Estuvo poco tiempo en la escuela secundaria pues había logrado hacerse amigo del escultor creador de la Diana Cazadora, Juan Olaguíbel, en ese entonces jefe de los talleres de dibujo de la Secretaría de Educación Pública, quien le permitía pasar ahí las mañanas dibujando. Uno de esos días, Vargas imaginó cómo debía ser la construcción de la Catedral Metropolitana y se la fue a mostrar a Olaguíbel; éste, al ver el dibujo, lo exhortó a mostrarlo al Secretario de Educación. Vargas acudió a las oficinas del funcionario y se topó con un hombre que descendía de un automóvil y lo abordó pensando que era el Secretario. Cuentan que en realidad era el doctor Alfonso Pruneda, en ese tiempo, Director de Cultura del Instituto Nacional de Bellas Artes, quien quedó impresionado por el talento del joven, por lo que le planteó enviarlo como becario a Francia para estudiar dibujo y pintura.
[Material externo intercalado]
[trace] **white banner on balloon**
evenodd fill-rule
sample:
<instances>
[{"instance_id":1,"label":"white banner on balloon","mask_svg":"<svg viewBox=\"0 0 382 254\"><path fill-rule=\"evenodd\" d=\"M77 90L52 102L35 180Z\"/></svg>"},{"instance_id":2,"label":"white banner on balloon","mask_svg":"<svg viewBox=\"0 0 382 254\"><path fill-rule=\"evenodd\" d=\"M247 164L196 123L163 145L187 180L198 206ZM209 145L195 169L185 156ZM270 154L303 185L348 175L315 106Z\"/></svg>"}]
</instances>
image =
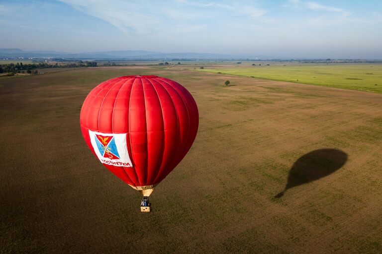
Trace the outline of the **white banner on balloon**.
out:
<instances>
[{"instance_id":1,"label":"white banner on balloon","mask_svg":"<svg viewBox=\"0 0 382 254\"><path fill-rule=\"evenodd\" d=\"M132 167L126 145L126 133L105 133L89 130L96 154L104 164Z\"/></svg>"}]
</instances>

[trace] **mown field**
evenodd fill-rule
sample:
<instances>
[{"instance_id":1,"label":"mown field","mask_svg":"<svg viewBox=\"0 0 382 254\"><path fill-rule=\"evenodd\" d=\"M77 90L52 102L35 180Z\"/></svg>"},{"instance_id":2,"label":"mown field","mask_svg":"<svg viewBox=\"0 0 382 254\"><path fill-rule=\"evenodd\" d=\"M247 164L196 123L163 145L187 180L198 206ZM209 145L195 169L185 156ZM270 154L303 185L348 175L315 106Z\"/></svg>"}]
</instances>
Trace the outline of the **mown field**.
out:
<instances>
[{"instance_id":1,"label":"mown field","mask_svg":"<svg viewBox=\"0 0 382 254\"><path fill-rule=\"evenodd\" d=\"M0 80L0 253L382 253L382 94L184 68ZM79 126L93 87L133 74L181 83L200 115L150 213Z\"/></svg>"},{"instance_id":2,"label":"mown field","mask_svg":"<svg viewBox=\"0 0 382 254\"><path fill-rule=\"evenodd\" d=\"M210 66L195 70L382 93L382 64L255 64Z\"/></svg>"}]
</instances>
Aunque la señora Bernal aceptó emocionada, Gabriel, que era un buen hijo, rehusó la beca para no apartarse de su madre y pidió, en cambio, que le consiguieran empleo como dibujante en el periódico Excélsior. De esta manera, Vargas entró a trabajar como ilustrador a la edad de trece años, realizando ilustraciones para distintos suplementos, bajo las órdenes de Mariano Martínez, ganando tres pesos semanales, y más tarde, a los diecisiete, se convirtió en Jefe del Departamento de Dibujo de este diario.
En 1930, Vargas ganó el concurso de dibujo para celebrar “El Día del Tráfico”, convocado por la editorial Panamericana, propiedad del coronel José García Valseca. Gabriel participó con un trabajo en tinta china de la Avenida Juárez, con todos sus detalles, en el que se apreciaban vehículos, carretas, edificios, marquesinas y más de cinco mil figuras humanas perfectamente detalladas.